Do we already have a unit test in the Python package that covers that case where the input data is a sparse array?

Yep! Even 2! 😄

@unittest.skipIf(not lgb.compat.PANDAS_INSTALLED, 'pandas is not installed')
def test_pandas_sparse(self):
import pandas as pd
X = pd.DataFrame({"A": pd.SparseArray(np.random.permutation([0, 1, 2] * 100)),
"B": pd.SparseArray(np.random.permutation([0.0, 0.1, 0.2, -0.1, 0.2] * 60)),
"C": pd.SparseArray(np.random.permutation([True, False] * 150))})
y = pd.Series(pd.SparseArray(np.random.permutation([0, 1] * 150)))
X_test = pd.DataFrame({"A": pd.SparseArray(np.random.permutation([0, 2] * 30)),
"B": pd.SparseArray(np.random.permutation([0.0, 0.1, 0.2, -0.1] * 15)),
"C": pd.SparseArray(np.random.permutation([True, False] * 30))})
if pd.__version__ >= '0.24.0':
for dtype in pd.concat([X.dtypes, X_test.dtypes, pd.Series(y.dtypes)]):
self.assertTrue(pd.api.types.is_sparse(dtype))
params = {
'objective': 'binary',
'verbose': -1
}
lgb_train = lgb.Dataset(X, y)
gbm = lgb.train(params, lgb_train, num_boost_round=10)
pred_sparse = gbm.predict(X_test, raw_score=True)
if hasattr(X_test, 'sparse'):
pred_dense = gbm.predict(X_test.sparse.to_dense(), raw_score=True)
else:
pred_dense = gbm.predict(X_test.to_dense(), raw_score=True)
np.testing.assert_allclose(pred_sparse, pred_dense)

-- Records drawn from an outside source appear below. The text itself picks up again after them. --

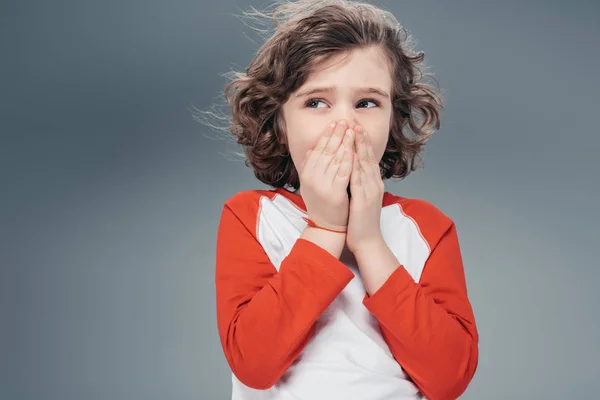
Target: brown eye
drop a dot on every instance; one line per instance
(369, 101)
(312, 103)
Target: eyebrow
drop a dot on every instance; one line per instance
(330, 89)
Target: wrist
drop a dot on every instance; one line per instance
(332, 242)
(366, 248)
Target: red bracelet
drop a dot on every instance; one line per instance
(312, 224)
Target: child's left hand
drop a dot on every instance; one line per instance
(367, 189)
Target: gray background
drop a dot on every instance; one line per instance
(111, 191)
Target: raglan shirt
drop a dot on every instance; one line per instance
(296, 323)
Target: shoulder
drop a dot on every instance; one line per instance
(428, 219)
(245, 205)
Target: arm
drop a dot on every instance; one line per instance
(429, 326)
(266, 317)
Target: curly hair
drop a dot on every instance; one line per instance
(308, 32)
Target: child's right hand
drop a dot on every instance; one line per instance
(325, 177)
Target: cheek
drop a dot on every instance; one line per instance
(300, 140)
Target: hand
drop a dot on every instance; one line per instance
(367, 189)
(325, 175)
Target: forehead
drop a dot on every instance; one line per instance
(361, 66)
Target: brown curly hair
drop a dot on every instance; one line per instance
(308, 32)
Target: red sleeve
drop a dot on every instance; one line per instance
(266, 317)
(429, 326)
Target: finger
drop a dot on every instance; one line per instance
(332, 146)
(344, 172)
(338, 159)
(321, 144)
(361, 144)
(369, 163)
(356, 177)
(306, 158)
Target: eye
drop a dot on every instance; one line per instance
(311, 103)
(370, 101)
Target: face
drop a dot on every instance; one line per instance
(354, 86)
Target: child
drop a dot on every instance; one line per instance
(327, 286)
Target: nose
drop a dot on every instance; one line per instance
(348, 114)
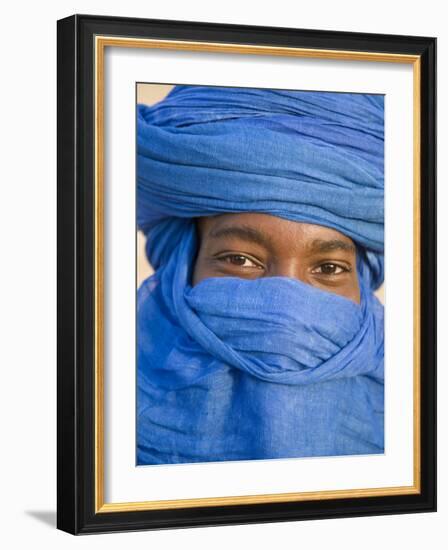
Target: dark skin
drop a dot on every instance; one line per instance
(252, 245)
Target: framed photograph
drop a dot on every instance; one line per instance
(246, 274)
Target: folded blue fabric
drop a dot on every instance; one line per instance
(233, 369)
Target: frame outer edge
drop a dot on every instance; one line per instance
(67, 369)
(76, 513)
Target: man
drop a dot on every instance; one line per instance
(259, 335)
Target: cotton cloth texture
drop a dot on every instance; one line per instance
(235, 369)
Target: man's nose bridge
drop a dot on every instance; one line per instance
(291, 267)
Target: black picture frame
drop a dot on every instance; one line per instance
(77, 472)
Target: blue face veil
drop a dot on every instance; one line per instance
(235, 369)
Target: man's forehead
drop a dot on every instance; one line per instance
(256, 226)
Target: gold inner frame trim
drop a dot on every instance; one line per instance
(101, 42)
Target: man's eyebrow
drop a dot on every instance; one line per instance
(244, 232)
(330, 245)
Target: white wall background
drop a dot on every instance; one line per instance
(28, 273)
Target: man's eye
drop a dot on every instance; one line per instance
(330, 269)
(240, 261)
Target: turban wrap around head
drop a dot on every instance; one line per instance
(236, 369)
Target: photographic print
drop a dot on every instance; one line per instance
(259, 335)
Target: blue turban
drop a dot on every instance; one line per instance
(235, 369)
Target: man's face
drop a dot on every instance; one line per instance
(251, 245)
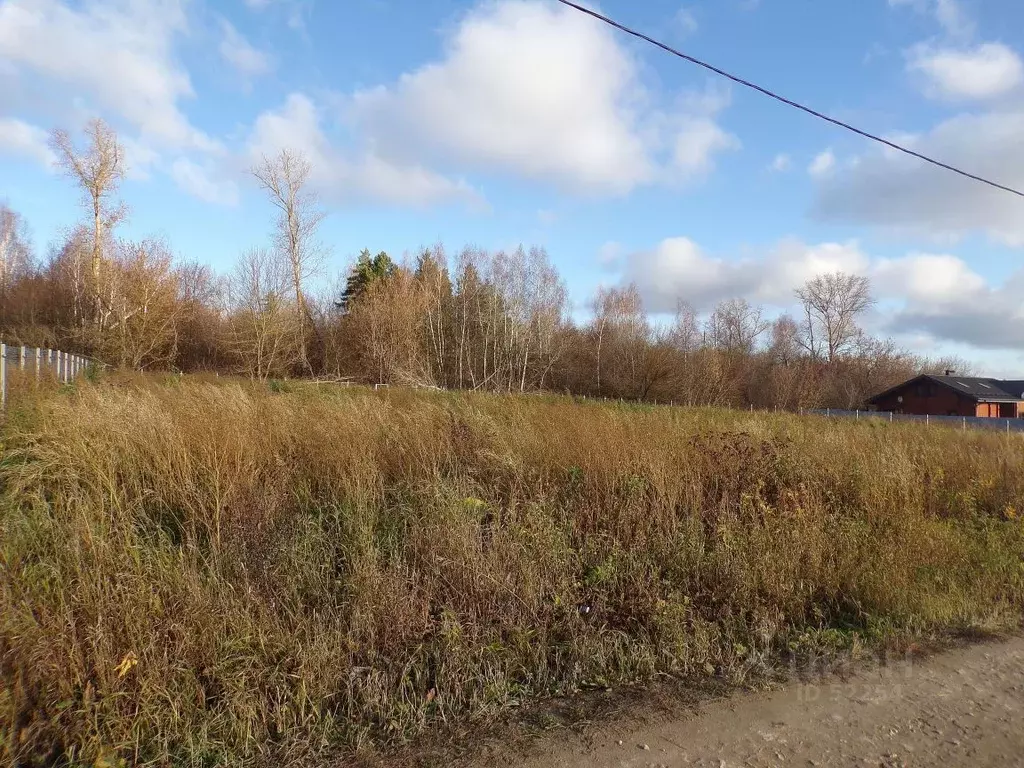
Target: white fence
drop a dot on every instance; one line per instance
(964, 422)
(66, 367)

@unittest.skipIf(not lgb.compat.PANDAS_INSTALLED, 'pandas is not installed')
def test_pandas_sparse(self):
import pandas as pd
X = pd.DataFrame({"A": pd.SparseArray(np.random.permutation([0, 1, 2] * 100)),
"B": pd.SparseArray(np.random.permutation([0.0, 0.1, 0.2, -0.1, 0.2] * 60)),
"C": pd.SparseArray(np.random.permutation([True, False] * 150))})
y = pd.Series(pd.SparseArray(np.random.permutation([0, 1] * 150)))
X_test = pd.DataFrame({"A": pd.SparseArray(np.random.permutation([0, 2] * 30)),
"B": pd.SparseArray(np.random.permutation([0.0, 0.1, 0.2, -0.1] * 15)),
"C": pd.SparseArray(np.random.permutation([True, False] * 30))})
if pd.__version__ >= '0.24.0':
for dtype in pd.concat([X.dtypes, X_test.dtypes, pd.Series(y.dtypes)]):
self.assertTrue(pd.api.types.is_sparse(dtype))
gbm = lgb.sklearn.LGBMClassifier().fit(X, y)
pred_sparse = gbm.predict(X_test, raw_score=True)
if hasattr(X_test, 'sparse'):
pred_dense = gbm.predict(X_test.sparse.to_dense(), raw_score=True)
else:
pred_dense = gbm.predict(X_test.to_dense(), raw_score=True)
np.testing.assert_allclose(pred_sparse, pred_dense)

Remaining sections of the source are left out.